Investigational oral semaglutide 25 mg improved glycemic parameters and cardiovascular risk factors across multiple categories of weight loss in adults with overweight or obesity, according to post hoc analyses from the OASIS 4 phase 3 trial presented at ObesityWeek 2025 in Atlanta.

In the overall OASIS 4 trial population, a greater proportion of participants with prediabetes at baseline (71.1%) achieved normoglycemia at week 64 with oral semaglutide compared with those receiving placebo (33.3%). Participants treated with oral semaglutide 25 mg were more likely to achieve body weight reduction of 15% or more compared with placebo, and those who reached this threshold demonstrated greater improvements in blood pressure, inflammatory markers, and lipid profiles.

Cardiometabolic Markers Improved

The cardiometabolic analysis examined how the magnitude of weight loss affected glycemic control and cardiovascular risk factors. Participants achieving ≥15% body weight reduction showed larger reductions in systolic blood pressure (−10.1 mmHg versus −4.1 mmHg in those with <15% weight loss) and diastolic blood pressure (−4.3 mmHg versus −1.1 mmHg). C-reactive protein levels decreased more substantially in the higher weight loss group (ratio to baseline: 0.34 versus 0.74), as did non-HDL cholesterol (0.90 versus 0.96) and triglycerides (0.73 versus 0.87).

"It's exciting to see these new results from the cardiometabolic post hoc analysis, which showed that while benefits were most pronounced in people who achieved greater than 15% weight loss, clear improvements in glycemic parameters and CV risk factors were observed in patients taking [semaglutide], regardless of how much weight was lost, based on the groups observed," Domenica Rubino, MD, trial investigator and Director of the Washington Center for Weight Management and Research in Washington, DC, said in a statement.

Comparable Efficacy to Injectable Formulation

An indirect treatment comparison between oral semaglutide in the OASIS 4 and injectable semaglutide in the STEP 1 trial demonstrated comparable outcomes. Key endpoints including the proportion of patients achieving 5% or more, 10% or more, 15% or more, and 20% or more reductions in body weight, changes in cardiometabolic markers, and quality of life scores were similar across the formulations in their respective trials.

A pooled analysis of OASIS 4 and STEP trials showed consistent weight loss efficacy regardless of menopausal status. Pre-menopausal women lost an average of 18.2% body weight over 64 weeks, while peri-menopausal and post-menopausal women lost 15.0% and 15.7%, respectively. The percentage achieving >15% weight loss ranged from 53.4% to 58.1% across menopausal stages.

Improved Physical Function

In participants who self-reported low physical function at baseline using the Patient Global Impressions of Status questionnaire, 77.3% taking oral semaglutide 25 mg achieved meaningful improvement in physical function scores at 64 weeks versus 42.9% taking placebo.

Consistent Safety Profile

The safety and tolerability profile of the oral GLP-1 formulation aligned with that of injectable semaglutide. Gastrointestinal adverse events were generally mild to moderate in severity and transient. Nausea occurred in 46.6% of patients on oral semaglutide versus 18.6% on placebo, while vomiting affected 30.9% versus 5.9%. Adverse events leading to permanent discontinuation occurred in 6.9% of patients on oral semaglutide and 5.9% on placebo. Serious adverse events were about half as common among the participants taking oral semaglutide (3.9%) as in the group taking placebo (8.8%), according to Novo Nordisk.

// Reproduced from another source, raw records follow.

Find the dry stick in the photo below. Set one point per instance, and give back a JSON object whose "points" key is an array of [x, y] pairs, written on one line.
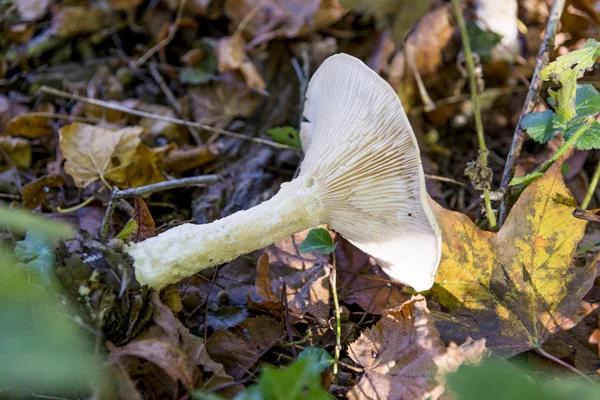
{"points": [[592, 188], [143, 114], [118, 194], [338, 325], [483, 152], [543, 58]]}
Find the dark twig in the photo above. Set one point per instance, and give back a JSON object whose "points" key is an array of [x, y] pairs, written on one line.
{"points": [[288, 324], [534, 90], [118, 194], [143, 114]]}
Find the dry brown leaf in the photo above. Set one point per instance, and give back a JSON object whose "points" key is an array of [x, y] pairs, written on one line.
{"points": [[30, 10], [404, 357], [231, 56], [240, 347], [94, 153], [143, 219], [181, 160], [518, 286], [29, 126], [18, 152], [354, 268], [34, 193], [263, 280], [282, 18]]}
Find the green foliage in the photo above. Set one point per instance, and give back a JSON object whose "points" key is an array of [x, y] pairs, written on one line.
{"points": [[571, 102], [285, 135], [36, 253], [482, 42], [318, 240], [498, 380], [299, 380]]}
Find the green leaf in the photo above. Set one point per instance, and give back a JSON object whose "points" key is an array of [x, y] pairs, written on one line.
{"points": [[285, 135], [566, 70], [499, 380], [22, 221], [194, 76], [318, 239], [482, 41], [539, 125], [37, 254]]}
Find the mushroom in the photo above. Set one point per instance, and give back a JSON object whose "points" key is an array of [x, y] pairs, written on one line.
{"points": [[361, 175]]}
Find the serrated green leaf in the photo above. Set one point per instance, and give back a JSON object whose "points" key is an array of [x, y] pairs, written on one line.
{"points": [[318, 239], [539, 125], [22, 221], [37, 254], [285, 135]]}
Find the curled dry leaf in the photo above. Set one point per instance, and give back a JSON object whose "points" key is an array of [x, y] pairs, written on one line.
{"points": [[282, 18], [34, 193], [29, 126], [231, 56], [518, 286], [240, 347], [404, 357], [16, 152], [94, 153]]}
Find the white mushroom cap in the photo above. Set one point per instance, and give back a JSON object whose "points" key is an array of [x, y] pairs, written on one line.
{"points": [[363, 155]]}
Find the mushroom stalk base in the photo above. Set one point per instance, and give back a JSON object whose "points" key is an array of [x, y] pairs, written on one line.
{"points": [[187, 249]]}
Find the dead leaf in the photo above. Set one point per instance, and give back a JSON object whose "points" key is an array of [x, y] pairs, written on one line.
{"points": [[29, 126], [181, 160], [94, 153], [518, 286], [263, 281], [404, 357], [34, 193], [354, 268], [282, 18], [15, 152], [144, 222], [231, 56], [30, 10], [240, 347]]}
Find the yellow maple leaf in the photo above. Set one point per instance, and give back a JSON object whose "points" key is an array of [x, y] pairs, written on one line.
{"points": [[518, 286], [94, 152]]}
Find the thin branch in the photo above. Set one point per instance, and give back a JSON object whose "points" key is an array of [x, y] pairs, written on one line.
{"points": [[483, 152], [543, 58], [143, 114], [118, 194], [592, 188]]}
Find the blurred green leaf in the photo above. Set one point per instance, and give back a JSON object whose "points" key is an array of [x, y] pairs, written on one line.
{"points": [[285, 135], [21, 221], [318, 239]]}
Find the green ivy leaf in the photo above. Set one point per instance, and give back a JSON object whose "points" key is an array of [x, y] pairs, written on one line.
{"points": [[285, 135], [318, 239]]}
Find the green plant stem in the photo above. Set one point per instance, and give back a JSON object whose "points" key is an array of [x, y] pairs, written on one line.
{"points": [[483, 151], [338, 324], [592, 188]]}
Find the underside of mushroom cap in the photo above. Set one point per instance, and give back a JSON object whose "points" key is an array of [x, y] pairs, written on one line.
{"points": [[362, 153]]}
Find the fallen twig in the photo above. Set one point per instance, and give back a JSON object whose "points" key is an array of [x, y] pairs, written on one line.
{"points": [[543, 58], [143, 114], [118, 194]]}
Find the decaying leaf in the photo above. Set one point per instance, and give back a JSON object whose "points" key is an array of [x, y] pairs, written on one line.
{"points": [[518, 286], [282, 18], [404, 357], [94, 153], [16, 152], [240, 347], [231, 56], [34, 193], [29, 126]]}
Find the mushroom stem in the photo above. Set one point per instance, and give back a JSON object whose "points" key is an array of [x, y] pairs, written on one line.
{"points": [[189, 248]]}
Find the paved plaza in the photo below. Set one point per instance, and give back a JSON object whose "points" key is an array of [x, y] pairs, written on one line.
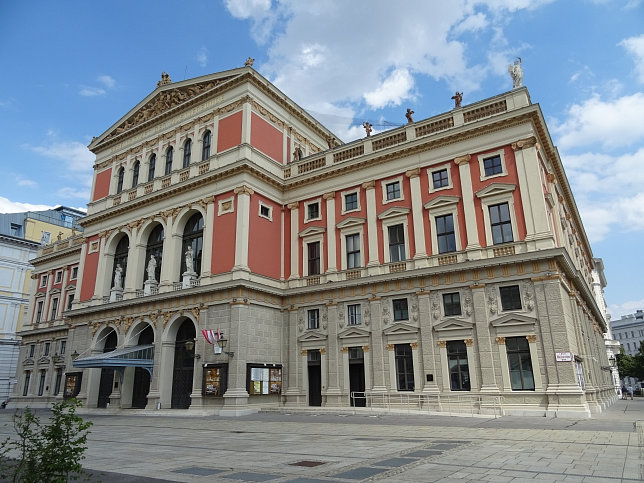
{"points": [[336, 446]]}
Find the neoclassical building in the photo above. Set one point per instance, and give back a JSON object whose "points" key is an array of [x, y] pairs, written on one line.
{"points": [[439, 262]]}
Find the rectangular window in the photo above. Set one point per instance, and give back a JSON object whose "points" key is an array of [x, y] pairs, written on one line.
{"points": [[59, 380], [264, 380], [41, 386], [493, 165], [520, 364], [39, 310], [440, 178], [72, 384], [313, 211], [25, 389], [459, 373], [404, 367], [445, 234], [350, 201], [510, 297], [314, 258], [393, 190], [353, 251], [396, 243], [214, 380], [400, 309], [452, 304], [54, 308], [500, 223], [355, 315], [313, 317]]}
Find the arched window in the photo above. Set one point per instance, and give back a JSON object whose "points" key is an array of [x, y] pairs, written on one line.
{"points": [[135, 174], [120, 259], [119, 184], [205, 151], [187, 149], [152, 166], [155, 247], [168, 160], [193, 237]]}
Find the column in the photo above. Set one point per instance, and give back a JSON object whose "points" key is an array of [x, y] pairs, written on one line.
{"points": [[236, 396], [208, 236], [532, 198], [378, 353], [420, 257], [295, 242], [333, 389], [330, 238], [427, 343], [473, 244], [484, 343], [372, 227], [243, 220]]}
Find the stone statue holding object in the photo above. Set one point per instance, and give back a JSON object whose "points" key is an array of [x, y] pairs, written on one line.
{"points": [[516, 72], [152, 268]]}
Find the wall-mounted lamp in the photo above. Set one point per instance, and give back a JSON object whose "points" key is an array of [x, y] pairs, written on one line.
{"points": [[222, 343]]}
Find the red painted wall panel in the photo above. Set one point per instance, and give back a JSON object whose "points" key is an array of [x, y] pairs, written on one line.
{"points": [[266, 138], [89, 272], [229, 133], [223, 243], [102, 186], [264, 251]]}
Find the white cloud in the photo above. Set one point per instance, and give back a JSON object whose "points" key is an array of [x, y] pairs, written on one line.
{"points": [[611, 124], [92, 91], [617, 311], [74, 155], [635, 46], [202, 56], [392, 91], [8, 206], [106, 80]]}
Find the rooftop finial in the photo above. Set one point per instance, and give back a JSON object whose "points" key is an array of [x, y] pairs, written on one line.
{"points": [[165, 79]]}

"The OASIS 4 results that we are sharing at this important meeting build on existing clinical trial evidence for oral semaglutide and extend findings beyond weight loss to suggested improvements in overall health," Martin Holst Lange, chief scientific officer and executive vice president of Research & Development at Novo Nordisk, said in the statement.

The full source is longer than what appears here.